To describe the experimental data of Table 97.2 in a more intuitive way, the following description uses a line chart. As described in Fig. 97.1:

Next, Let us evaluate the influence of different settings of parameter carefully. The experiment is conducted with a changing value of a k-based data set that represents a 10 % sample of KDDCup1999. The detailed data are as follows:

As described in Fig. 97.2, when f = 2 k, we find that the MSE shows a downward trend with the increased number of passes. Further, it is found that even a small number of passes is enough to reduce the final convergent cost substantially. The total clustering cost is the cost after the completion of Lloyd’s iteration, and when, after a certain value of r is reached, the r value is changed again, and the change in the clustering cost becomes very negligible.

Fig. 97.2

Effect of different parameter settings on final cost of algorithm

Conclusion

In this paper, we develop an efficient k-means++ initialization algorithm with MapReduce, and a parallelized version based on MapReduce called pk-means++ is proposed. The standard k-means++ initialization is also applied to the Reducer phase of pk-means++.

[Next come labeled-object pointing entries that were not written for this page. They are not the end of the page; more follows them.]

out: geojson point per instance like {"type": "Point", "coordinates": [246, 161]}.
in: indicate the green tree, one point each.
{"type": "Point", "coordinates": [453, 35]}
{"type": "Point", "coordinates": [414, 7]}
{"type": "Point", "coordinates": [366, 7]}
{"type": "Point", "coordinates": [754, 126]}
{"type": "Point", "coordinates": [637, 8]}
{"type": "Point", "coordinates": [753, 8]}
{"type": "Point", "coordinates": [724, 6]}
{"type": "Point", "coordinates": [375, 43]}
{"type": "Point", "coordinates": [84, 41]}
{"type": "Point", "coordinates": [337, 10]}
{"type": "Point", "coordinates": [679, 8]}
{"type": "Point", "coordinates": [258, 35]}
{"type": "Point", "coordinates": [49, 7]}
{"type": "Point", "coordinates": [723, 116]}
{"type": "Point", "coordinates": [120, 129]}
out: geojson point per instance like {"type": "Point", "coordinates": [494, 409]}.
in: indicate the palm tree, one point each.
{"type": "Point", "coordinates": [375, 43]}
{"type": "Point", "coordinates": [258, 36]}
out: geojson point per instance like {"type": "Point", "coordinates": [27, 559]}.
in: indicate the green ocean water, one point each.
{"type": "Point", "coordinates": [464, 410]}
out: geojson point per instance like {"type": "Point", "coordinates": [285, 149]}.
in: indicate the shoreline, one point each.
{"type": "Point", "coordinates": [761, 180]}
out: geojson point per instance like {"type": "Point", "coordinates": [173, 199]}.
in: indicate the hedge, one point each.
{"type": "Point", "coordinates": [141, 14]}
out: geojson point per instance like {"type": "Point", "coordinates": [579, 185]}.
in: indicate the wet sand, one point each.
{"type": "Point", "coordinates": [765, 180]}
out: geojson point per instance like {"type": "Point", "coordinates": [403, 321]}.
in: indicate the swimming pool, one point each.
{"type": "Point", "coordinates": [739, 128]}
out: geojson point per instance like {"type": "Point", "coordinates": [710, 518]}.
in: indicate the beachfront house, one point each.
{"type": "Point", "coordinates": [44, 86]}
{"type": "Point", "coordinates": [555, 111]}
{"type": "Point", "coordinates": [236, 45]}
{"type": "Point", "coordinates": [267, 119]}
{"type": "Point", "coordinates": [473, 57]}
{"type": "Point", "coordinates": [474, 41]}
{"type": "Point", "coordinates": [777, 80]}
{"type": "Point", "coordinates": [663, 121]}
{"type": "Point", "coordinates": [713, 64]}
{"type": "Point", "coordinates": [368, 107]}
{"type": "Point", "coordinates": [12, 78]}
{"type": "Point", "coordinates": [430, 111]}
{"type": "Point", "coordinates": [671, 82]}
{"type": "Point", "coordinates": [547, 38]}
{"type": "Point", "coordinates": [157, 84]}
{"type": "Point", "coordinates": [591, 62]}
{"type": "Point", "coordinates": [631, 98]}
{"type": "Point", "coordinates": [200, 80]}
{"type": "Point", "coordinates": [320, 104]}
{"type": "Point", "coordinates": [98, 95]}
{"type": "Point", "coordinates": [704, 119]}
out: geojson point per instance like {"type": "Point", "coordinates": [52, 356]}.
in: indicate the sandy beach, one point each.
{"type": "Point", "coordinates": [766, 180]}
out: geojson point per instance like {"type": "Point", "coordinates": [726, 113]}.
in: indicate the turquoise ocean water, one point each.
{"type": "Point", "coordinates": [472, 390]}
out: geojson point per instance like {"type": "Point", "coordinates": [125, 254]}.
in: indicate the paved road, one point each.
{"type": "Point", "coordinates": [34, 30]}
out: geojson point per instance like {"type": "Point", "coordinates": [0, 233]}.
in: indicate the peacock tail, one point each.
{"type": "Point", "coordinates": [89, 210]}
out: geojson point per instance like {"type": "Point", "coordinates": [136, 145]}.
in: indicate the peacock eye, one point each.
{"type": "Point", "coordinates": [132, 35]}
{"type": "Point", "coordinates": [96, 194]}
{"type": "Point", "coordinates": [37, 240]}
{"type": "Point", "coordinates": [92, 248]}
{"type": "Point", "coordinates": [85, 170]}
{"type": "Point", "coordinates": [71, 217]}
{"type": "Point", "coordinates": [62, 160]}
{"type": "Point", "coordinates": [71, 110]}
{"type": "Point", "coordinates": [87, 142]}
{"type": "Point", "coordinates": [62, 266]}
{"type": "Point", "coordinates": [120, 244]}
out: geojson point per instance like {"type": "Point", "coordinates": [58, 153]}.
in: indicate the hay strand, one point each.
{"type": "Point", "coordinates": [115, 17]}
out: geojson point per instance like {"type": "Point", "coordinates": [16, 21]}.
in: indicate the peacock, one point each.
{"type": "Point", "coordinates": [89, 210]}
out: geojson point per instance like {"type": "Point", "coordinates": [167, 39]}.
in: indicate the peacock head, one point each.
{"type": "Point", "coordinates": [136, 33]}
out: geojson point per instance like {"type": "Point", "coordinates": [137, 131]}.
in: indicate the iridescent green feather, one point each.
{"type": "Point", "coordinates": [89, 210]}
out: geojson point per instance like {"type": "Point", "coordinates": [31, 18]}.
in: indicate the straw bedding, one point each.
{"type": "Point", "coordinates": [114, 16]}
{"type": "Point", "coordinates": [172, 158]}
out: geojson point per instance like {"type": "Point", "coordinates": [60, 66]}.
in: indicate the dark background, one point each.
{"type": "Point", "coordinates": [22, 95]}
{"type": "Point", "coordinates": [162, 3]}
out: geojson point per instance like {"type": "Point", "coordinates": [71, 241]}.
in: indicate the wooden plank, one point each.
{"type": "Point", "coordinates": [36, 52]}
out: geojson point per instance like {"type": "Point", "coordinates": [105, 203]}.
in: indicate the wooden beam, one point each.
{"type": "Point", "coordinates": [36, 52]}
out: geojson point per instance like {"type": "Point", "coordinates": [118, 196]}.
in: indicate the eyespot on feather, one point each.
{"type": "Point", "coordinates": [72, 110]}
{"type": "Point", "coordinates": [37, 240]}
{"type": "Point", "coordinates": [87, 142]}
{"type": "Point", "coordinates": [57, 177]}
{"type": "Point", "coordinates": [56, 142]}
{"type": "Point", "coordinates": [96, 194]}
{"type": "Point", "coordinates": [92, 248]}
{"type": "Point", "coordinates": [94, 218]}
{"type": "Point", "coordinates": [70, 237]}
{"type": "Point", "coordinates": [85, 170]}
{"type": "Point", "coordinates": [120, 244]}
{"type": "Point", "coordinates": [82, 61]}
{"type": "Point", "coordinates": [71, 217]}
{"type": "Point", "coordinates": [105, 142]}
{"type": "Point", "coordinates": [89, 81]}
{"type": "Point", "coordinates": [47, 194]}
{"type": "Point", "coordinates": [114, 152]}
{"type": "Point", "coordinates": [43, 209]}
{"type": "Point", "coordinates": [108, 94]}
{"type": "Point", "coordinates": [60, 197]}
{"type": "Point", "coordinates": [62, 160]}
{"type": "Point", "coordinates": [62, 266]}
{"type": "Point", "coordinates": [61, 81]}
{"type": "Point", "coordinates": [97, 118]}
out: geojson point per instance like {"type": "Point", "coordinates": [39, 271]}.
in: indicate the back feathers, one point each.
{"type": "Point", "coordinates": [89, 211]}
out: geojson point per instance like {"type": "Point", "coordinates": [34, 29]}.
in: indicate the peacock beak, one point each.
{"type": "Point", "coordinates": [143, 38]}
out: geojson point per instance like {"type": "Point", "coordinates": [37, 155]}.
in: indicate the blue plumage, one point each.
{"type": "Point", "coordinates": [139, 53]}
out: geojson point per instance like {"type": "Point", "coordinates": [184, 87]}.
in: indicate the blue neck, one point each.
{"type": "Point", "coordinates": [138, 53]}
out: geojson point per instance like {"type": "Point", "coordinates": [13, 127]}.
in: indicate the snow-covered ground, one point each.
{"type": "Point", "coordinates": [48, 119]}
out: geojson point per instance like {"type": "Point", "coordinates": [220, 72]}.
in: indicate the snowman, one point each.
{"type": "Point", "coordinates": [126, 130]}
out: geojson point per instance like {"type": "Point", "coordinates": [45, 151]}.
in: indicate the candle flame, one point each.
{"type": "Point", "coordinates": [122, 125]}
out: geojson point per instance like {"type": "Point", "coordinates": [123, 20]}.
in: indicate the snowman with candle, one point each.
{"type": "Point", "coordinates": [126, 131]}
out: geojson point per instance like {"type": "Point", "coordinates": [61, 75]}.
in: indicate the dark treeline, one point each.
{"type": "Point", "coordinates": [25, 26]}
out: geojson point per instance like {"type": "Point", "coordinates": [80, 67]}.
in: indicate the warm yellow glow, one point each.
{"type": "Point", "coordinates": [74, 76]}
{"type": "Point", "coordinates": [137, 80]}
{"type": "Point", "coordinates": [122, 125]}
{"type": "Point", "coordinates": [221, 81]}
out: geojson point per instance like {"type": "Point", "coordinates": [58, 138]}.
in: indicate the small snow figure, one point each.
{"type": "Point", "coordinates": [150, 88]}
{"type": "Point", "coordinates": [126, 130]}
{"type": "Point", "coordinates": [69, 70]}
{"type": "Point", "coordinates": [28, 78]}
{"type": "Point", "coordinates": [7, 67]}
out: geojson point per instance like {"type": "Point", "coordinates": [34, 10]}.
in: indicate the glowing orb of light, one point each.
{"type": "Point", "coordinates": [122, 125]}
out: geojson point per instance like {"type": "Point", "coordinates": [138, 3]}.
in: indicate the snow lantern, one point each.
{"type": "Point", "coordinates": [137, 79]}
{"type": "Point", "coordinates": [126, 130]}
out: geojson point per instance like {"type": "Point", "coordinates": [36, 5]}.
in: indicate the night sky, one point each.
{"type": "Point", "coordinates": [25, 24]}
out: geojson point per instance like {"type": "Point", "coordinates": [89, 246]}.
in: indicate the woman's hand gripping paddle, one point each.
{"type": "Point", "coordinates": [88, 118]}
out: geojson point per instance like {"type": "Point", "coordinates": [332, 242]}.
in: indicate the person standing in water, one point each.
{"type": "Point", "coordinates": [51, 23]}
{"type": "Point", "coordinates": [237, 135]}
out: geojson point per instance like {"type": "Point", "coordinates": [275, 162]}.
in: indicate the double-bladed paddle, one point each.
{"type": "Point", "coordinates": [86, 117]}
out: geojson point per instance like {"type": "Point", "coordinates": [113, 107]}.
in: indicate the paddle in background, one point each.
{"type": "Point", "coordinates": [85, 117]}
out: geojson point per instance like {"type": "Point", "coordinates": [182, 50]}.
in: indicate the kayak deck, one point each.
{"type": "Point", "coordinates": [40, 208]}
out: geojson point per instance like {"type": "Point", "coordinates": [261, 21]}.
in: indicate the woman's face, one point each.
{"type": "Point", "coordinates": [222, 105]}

For the Reducer of MapReduce projects, the new algorithm saves considerable communication and I/O costs. Extensive experiments on real data were conducted. The results indicate that the proposed MapReduce pk-means++ algorithm is much more efficient and random than k-means++ and demonstrates that the improved MapReduce pk-means++ algorithm is much more efficient and can obtain good approximations.